Lloyd demonstrating how he was inspired to create the
rubber ice cube tray (courtesy Lloyd Copeman.com)
Lloyd Groff Copeman was born to invent. When he was ten years old, he invented a clock-like instrument that turned his father’s grindstone automatically. This freed him from turning it by hand, giving him time to swim or fish.
Born in 1881, Lloyd grew up on a farm in Farmers Creek, Michigan (east of Flint). He went to a one-room school and attended Michigan Agricultural College (present-day Michigan State University). After meeting businessmen in Detroit and Flint who helped him develop his inventions, he soon became a well-known entrepreneur. One of Copeman’s most important inventions was the first heat-regulated electric stove, called a “fireless cooker.”

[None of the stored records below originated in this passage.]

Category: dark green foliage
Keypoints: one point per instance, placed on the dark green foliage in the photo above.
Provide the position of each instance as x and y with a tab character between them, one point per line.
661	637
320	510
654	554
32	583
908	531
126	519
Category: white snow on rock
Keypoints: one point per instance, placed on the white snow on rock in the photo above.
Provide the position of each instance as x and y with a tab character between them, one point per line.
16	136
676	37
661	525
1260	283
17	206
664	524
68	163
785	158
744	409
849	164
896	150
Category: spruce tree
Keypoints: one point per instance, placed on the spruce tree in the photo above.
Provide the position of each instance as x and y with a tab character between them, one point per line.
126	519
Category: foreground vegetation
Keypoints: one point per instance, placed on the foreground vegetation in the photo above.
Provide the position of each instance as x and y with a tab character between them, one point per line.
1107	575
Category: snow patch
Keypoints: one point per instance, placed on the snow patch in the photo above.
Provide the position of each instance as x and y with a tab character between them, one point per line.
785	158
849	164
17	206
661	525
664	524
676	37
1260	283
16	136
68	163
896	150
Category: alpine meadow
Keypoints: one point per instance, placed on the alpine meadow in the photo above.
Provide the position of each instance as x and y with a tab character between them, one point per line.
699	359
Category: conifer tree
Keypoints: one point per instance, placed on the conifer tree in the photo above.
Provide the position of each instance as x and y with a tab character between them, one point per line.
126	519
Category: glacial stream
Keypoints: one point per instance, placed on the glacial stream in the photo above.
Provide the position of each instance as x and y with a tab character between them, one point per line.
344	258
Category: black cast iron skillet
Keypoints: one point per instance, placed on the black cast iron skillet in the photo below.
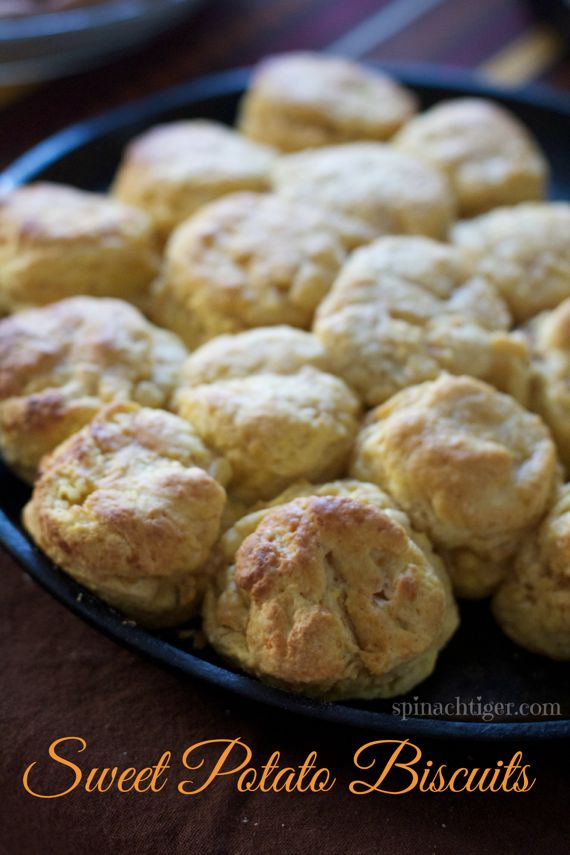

In 1912 the Copeman Electric Stove Company was formed in Flint. The company also produced the “toaster that turns toast.” Before this, electric toasters cooked bread on one side and then it was flipped by hand to toast the other side. Copeman’s toaster turned the bread around without having to touch it.
Lloyd’s biggest money-maker was the rubber ice cube tray. One day while collecting sap for maple syrup in the woods, he noticed that slush flaked off his rubber boots easily. He designed and patented a rubber tray. Sales from this invention earned Copeman half a million dollars. (That is about $10 million today.)
Not all of Copeman’s inventions were successful. Copeman wanted to make hunting more comfortable so he made a chair that attached to a hunter’s backside. When the hunter wanted to sit, he would bend and the seat automatically folded out. The catchphrase for this product was “Rig your rear with Copeman’s gear.”
Lloyd had nearly seven hundred patents in his name. He once told his grandson that he could walk into any store and find one of his inventions. Although he is not well known today, Lloyd Copeman developed many inventions and ideas that benefited many people.